Year / Month Actual Inflation AR (12) Forecasts VAR (14) Forecast NAR (12) Forecasts NARX (14) Forecast
2011:01 9.08 8.59 9.13 8.58 8.57
2011:02 9.16 8.78 8.17 9.08 9.08
2011:03 9.13 9.32 10.69 9.16 9.17
2011:04 9.02 9.62 10.38 9.14 9.14
2011:05 8.9 9.37 10.54 9.03 9.04
2011:06 8.59 9.33 10.64 8.91 8.88
2011:07 8.39 8.45 9.06 8.59 8.58
2011:08 8.41 8.38 10.12 8.39 8.38
2011:09 8.4 8.32 9.73 8.42 8.41
2011:10 8.56 8.30 9.80 8.40 8.39
2011:11 8.55 8.73 9.74 8.57 8.55
2011:12 8.58 8.75 8.67 8.56 8.55
  MSFE 0.1400 1.6896 0.0377 0.0376
  RMSFE 0.3742 1.2999 0.1943 0.1938

Table 1: The summary forecast results of both econometric and ANN models.

The estimated NAR (12) model had an overall R2 of 71% and the NARX had 62%. The two ANN models forecast results for the twelve months of 2011 based on the estimated model are presented in Figure 8. It is clear that the ANN forecast results are very close to the actual results for the same period.


Figure 8: Charts of the ANN models forecast results.

Comparison of the ANN and the econometric models forecast results

The main objective of this paper is to forecast inflation using the ANN method and also to compare the forecast performance of the ANNs with the econometric models on the basis of the RMSFE criterion.

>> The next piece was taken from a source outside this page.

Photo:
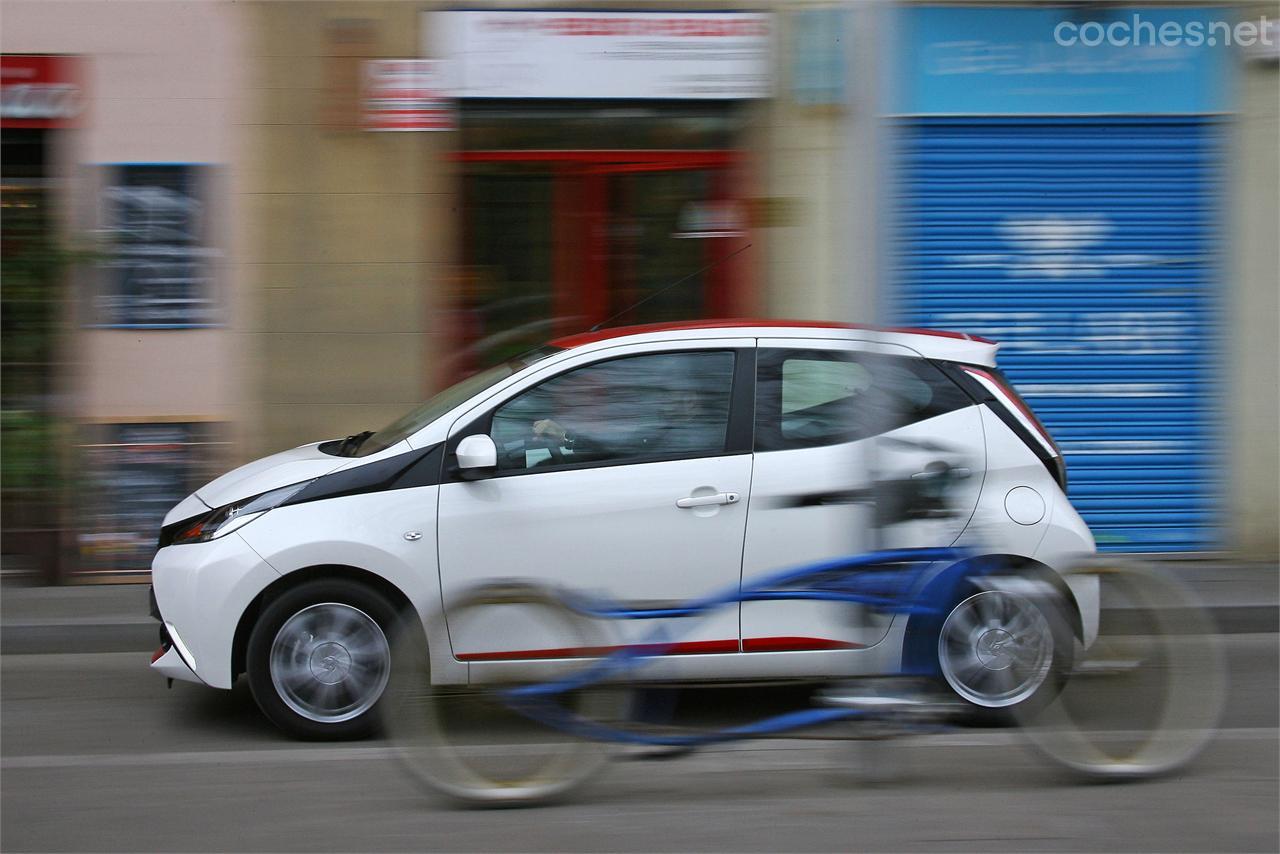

The table below shows the summary forecast results of the competing models.

In general, on the basis of the RMSFE criterion, the ANN models have the lowest forecast errors in the one-period-ahead dynamic forecasts between the econometric and ANN models for the forecast period (2011: 01 to 2011:12). Precisely, in the univariate form, the NAR model has lower forecast error compared with its econometric counterpart the AR with the same specification (i.e., with lag length of 12 and the series in their first-differences). Similarly, the NARX model records the lower RMSFE in comparison with the VAR counterpart of the same specification. It is also remarkable to note that, the ANN model in the multivariate form (NARX) slightly outperforms the univariate model (NAR) in the contest. As this may be due to the inclusion of the exogenous inputs to augment the performance of the ANN model, the same cannot be said of the econometric models. Between the econometric time series models, the AR performs significantly better than the multivariate model VAR, implying that the inclusion of the additional independent variables do not improve the forecast performance of the model. In all, the NARX model has the lowest RMSFE and thus is more accurate.


This paper used both a univariate and multivariate artificial neural network model to forecast monthly y-o-y inflation in Ghana. The forecast was made for the period 2011 using monthly series from 1991:01 to 2010:12. The main purpose of the work was to generate forecasts that follow closely with actual data using the ANN methodology. The Nonlinear Autoregressive Network (NAR) model and Nonlinear Autoregressive with Exogenous Input Network (NARX) model were each trained with 20 hidden layer units, 1 output unit and LM backpropagation procedure. The forecast results remarkably indicate that both ANNs predict accurately with the NARX producing closer results than the NAR. Finally, the comparison of the out-of-sample forecast performance of the ANNs with their econometric counterparts showed that the RMSFE of the both ANNs are lower than those of AR (12) and VAR (14) models. And so, judging by the RMSFE criterion, forecast based on ANN are more accurate.